Serum Markers of Fibrogenesis

There has been significant and renewed interest in recent years in serum markers as a tool for assessment of hepatic fibrosis, particularly in relation to guiding treatment decisions in chronic hepatitis C. The characteristics of an ideal marker of fibrosis are shown in Table 2. A large number of specific and nonspecific serum and urinary markers of fibrosis have been evaluated. These include simple or indirect biochemical measures that reflect hepatic function; cytokines involved in inflammation and fibrogenesis; and markers related to the ECM and/or turnover (Table 3). The vast majority of studies have been performed using a cross-sectional or diagnostic test design and unfortunately have been retrospective. Further, these studies typically did not report on the quality of biopsy. A systematic review evaluated 66 studies in an attempt to determine the predictive utility of biochemical or serologic markers of fibrosis in chronic hepatitis C.35 However, only three of these studies had used separate patient cohorts to develop and validate the proposed model.36-38 The results of this systematic review suggested that nonspecific functional markers such as serum aminotransferases had only a modest value in predicting fibrosis on biopsy. Cytokines were less predictive of fibrosis compared to more specific ECM markers such as hyaluronic acid (HA) and laminin. In general, panels of markers that combine a variety of types of tests appeared to have the greatest value in differentiating minimal from advanced liver disease stages in chronic hepatitis C. Studies evaluating marker panels to date have relied on using either simple or indirect biochemical measures that reflect hepatic function and/or more complex and direct markers that reflect the ECM turnover.27 This approach has led to the establishment of marker panels that appear to have some utility in assessing fibrosis severity in chronic hepatitis C. Validation of many of the currently available marker panels in other forms of chronic liver disease is awaited.

Table 2.

Ideal Features for a Marker of Liver Fibrosis

  • Liver-specific

  • Inexpensive and easy to perform

  • Measures:

    • - Stage of fibrosis (or mass of extracellular matrix)

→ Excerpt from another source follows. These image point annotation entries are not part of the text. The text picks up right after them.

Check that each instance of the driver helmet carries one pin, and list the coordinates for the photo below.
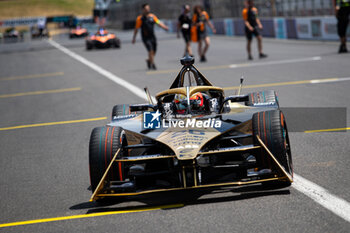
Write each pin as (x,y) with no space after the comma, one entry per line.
(196,102)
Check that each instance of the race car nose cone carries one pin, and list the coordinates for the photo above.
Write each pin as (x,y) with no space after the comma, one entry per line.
(187,60)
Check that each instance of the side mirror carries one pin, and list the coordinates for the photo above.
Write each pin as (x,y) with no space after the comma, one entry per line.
(141,107)
(187,60)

    • - Activity of matrix deposition

    • - Activity of matrix removal

  • Levels not altered by changes in liver, renal, or reticuloendothelial function

  • Reproducible performance characteristics

  • Follows dynamic changes in fibrogenesis

Table 3.

Biomarkers Evaluated in Relation to Fibrogenesis

Simple and Indirect Markers
  • Transaminases and GGT

  • Prothrombin time

  • Platelets

  • Apolipoproteins

  • Cholesterol

  • Total bilirubin

  • Gamma globulins

Cytokines Involved in Inflammation and Fibrogenesis
  • TGF-β

  • TGF-α

  • IL-10

  • IL-2 receptor

  • IL-12

  • Vascular endothelial growth factor

  • Leptin

ECM Remodeling and Other Markers
  • Tissue inhibitor of metalloproteinase

  • Procollagen peptides I and III

  • Type IV collagen

  • Matrix metalloproteinase

  • Tenascin

  • Laminin

  • Fibronectin

  • YKL-40

  • Alpha-2 macroglobulin

  • Hyaluronic acid

  • Vitronectin

  • Cellular adhesion molecules

  • Urine hydroxylyslylpyridinolines and (iso)desmosine

ECM = extracellular matrix; GGT = gamma glutamyltransferase; IL = interleukin; TGF = tumor growth factor; YKL-40 = human cartilage protein 39.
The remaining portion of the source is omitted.